Answer
$m = \frac{3}{4}$
Work Step by Step
We have $f\left( {x,y} \right) = mx{y^2}$, where $m$ is a constant, and the domain ${\cal R} = \left[ {0,1} \right] \times \left[ {0,2} \right]$.

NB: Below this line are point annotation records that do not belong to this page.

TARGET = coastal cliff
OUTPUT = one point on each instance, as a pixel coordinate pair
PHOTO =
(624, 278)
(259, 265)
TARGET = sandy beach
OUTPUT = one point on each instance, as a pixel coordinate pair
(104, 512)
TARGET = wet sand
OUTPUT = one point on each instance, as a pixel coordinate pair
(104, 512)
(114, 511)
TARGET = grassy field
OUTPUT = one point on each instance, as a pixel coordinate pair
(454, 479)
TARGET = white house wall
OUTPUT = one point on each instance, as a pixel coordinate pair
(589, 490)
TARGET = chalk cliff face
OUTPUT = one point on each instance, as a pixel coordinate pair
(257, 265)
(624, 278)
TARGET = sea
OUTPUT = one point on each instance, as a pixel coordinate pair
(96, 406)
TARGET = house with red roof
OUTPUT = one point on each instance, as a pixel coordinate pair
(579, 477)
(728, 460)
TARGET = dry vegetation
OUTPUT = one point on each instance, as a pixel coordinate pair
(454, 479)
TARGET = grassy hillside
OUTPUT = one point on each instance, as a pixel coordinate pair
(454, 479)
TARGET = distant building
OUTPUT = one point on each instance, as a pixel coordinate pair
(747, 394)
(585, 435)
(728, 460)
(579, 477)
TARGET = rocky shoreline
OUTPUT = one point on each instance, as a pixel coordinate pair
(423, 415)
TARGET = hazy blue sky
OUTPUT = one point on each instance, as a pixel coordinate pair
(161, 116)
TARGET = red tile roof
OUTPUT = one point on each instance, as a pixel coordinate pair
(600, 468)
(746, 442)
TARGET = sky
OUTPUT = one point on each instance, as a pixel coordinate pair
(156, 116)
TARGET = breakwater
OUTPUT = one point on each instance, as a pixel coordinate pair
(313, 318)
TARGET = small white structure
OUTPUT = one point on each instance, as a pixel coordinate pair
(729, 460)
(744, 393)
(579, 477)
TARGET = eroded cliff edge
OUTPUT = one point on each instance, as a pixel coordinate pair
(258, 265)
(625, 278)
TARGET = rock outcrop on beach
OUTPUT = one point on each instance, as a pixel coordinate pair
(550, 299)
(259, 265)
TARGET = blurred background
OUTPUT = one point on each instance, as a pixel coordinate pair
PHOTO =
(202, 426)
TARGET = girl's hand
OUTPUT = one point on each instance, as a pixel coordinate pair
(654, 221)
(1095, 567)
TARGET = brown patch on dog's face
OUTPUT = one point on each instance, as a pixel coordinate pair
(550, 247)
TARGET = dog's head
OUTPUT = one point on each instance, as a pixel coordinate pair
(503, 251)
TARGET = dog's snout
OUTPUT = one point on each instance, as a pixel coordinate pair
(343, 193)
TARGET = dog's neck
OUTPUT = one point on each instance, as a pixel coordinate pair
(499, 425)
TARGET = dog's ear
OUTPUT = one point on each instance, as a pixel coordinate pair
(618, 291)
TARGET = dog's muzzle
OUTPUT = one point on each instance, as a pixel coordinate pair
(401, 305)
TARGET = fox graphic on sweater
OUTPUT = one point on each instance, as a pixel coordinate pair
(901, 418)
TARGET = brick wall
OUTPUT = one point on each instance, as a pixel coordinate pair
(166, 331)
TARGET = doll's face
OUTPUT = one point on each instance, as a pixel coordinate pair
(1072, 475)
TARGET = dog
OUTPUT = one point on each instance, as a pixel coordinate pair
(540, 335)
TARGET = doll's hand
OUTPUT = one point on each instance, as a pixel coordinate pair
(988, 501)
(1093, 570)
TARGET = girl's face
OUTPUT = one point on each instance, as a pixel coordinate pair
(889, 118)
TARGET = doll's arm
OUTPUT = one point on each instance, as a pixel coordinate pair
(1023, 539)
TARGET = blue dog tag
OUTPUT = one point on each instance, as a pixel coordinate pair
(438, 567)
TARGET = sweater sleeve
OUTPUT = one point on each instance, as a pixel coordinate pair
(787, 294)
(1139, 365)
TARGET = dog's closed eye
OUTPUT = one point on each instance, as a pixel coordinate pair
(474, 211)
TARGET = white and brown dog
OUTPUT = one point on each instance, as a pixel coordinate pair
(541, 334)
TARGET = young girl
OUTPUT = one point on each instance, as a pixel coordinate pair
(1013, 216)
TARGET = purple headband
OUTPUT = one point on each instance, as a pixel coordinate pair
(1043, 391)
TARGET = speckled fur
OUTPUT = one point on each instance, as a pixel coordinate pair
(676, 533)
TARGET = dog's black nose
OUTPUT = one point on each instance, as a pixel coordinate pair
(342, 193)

Evaluate the double integral $\mathop \smallint \limits_{}^{} \mathop \smallint \limits_{\cal R}^{} f\left( {x,y} \right){\rm{d}}A$.
Write
$\mathop \smallint \limits_{}^{} \mathop \smallint \limits_{\cal R}^{} f\left( {x,y} \right){\rm{d}}A = \mathop \smallint \limits_{y = 0}^2 \mathop \smallint \limits_{x = 0}^1 mx{y^2}{\rm{d}}x{\rm{d}}y$
$ = m\mathop \smallint \limits_{y = 0}^2 \left( {\mathop \smallint \limits_{x = 0}^1 x{\rm{d}}x} \right){y^2}{\rm{d}}y$
$ = m\mathop \smallint \limits_{y = 0}^2 \left( {\frac{1}{2}{x^2}|_0^1} \right){y^2}{\rm{d}}y$
$ = \frac{m}{2}\mathop \smallint \limits_{y = 0}^2 {y^2}{\rm{d}}y$
$ = \frac{m}{2}\left( {\frac{1}{3}{y^3}|_0^2} \right)$
$ = \frac{{4m}}{3}$
For $\mathop \smallint \limits_{}^{} \mathop \smallint \limits_{\cal R}^{} f\left( {x,y} \right){\rm{d}}A = 1$, we solve the equation $\frac{{4m}}{3} = 1$.
So, $m = \frac{3}{4}$.
Thus, the value of $m$ such that $\mathop \smallint \limits_{}^{} \mathop \smallint \limits_{\cal R}^{} f\left( {x,y} \right){\rm{d}}A = 1$ is $m = \frac{3}{4}$.